Somehow regardless of what the input is, the loop asks for an input again and seems to skip the if conditional block.

def FeelingCalc():

    Monday = 0

    while Monday == 0:
        Monday = input("On a scale of 1 to 10, how did you feel on Monday? ")
        if isinstance(Monday,(int,float)) and 11 > float(Monday) > 0:
            print("Alright. Let's move on.")
            break
        else:
            print("Please type a whole number between 1 and 10.")
            Monday = 0
            continue

I have tried different solutions for the if conditional like:

if Monday != type(int)

but that doesn't seem to do anything either. It still goes to the else block.

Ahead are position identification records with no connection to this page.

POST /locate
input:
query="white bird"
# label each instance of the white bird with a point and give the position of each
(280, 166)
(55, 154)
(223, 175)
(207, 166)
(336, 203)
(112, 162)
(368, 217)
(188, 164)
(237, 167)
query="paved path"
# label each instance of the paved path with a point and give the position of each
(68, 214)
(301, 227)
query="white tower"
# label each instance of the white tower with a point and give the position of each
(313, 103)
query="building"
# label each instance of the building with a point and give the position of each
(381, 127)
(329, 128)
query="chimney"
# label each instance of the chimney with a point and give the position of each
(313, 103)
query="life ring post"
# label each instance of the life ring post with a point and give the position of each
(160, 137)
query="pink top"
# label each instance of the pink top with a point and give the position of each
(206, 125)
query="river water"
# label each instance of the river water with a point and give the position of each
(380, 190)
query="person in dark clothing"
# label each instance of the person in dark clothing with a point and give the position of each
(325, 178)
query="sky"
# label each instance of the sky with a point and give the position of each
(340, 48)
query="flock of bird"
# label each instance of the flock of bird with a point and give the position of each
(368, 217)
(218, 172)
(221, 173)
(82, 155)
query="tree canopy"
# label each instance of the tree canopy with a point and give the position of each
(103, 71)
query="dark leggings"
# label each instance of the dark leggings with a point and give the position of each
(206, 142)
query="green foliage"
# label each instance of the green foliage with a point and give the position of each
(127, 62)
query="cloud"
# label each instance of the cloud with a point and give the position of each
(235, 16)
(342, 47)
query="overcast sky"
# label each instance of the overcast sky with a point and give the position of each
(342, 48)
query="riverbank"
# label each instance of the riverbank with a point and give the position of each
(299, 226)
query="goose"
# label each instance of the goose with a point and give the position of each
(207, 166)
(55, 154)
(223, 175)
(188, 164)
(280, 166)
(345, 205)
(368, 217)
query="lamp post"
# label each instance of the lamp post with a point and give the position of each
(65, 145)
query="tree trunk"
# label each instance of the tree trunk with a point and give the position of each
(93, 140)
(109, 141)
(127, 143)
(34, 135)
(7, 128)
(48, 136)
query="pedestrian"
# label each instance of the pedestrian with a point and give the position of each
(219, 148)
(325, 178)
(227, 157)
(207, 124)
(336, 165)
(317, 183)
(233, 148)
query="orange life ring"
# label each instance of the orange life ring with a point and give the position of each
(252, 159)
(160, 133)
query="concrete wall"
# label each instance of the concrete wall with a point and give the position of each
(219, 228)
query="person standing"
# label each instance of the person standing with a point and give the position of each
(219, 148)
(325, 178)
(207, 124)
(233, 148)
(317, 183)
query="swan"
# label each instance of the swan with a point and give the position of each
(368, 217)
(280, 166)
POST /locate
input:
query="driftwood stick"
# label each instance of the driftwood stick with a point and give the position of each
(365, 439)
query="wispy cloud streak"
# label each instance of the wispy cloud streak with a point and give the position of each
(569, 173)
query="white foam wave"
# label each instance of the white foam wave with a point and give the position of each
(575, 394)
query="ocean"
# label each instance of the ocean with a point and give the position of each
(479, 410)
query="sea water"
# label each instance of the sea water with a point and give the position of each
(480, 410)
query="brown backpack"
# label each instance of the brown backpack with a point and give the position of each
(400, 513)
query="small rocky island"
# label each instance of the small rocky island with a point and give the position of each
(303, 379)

CodePudding user response：

You always get string when you use input. So, you have to convert Monday to an integer or float.

Monday = int(input("On a scale of 1 to 10, how did you feel on Monday? "))

EDIT

You might want to use try block:

try:
   Monday = float(input("On a scale of 1 to 10, how did you feel on Monday?"))
except: 
   Monday = 0

CodePudding user response：

The problem is here:

if isinstance(Monday,(int,float)) and 11 > float(Monday) > 0:

Since Monday is derived from input() it will always be a string. If it wasn't a string, but an int or float, there would be no need to cast it to float. You probably want something like this:

try:
    x = float(input())
except:
    print("Please enter a number ")

if x > 11 or x < 0:
    print("Number must be in range 1-10")

EDIT if you don't want anything except int (as the other answers assume), replace float with int.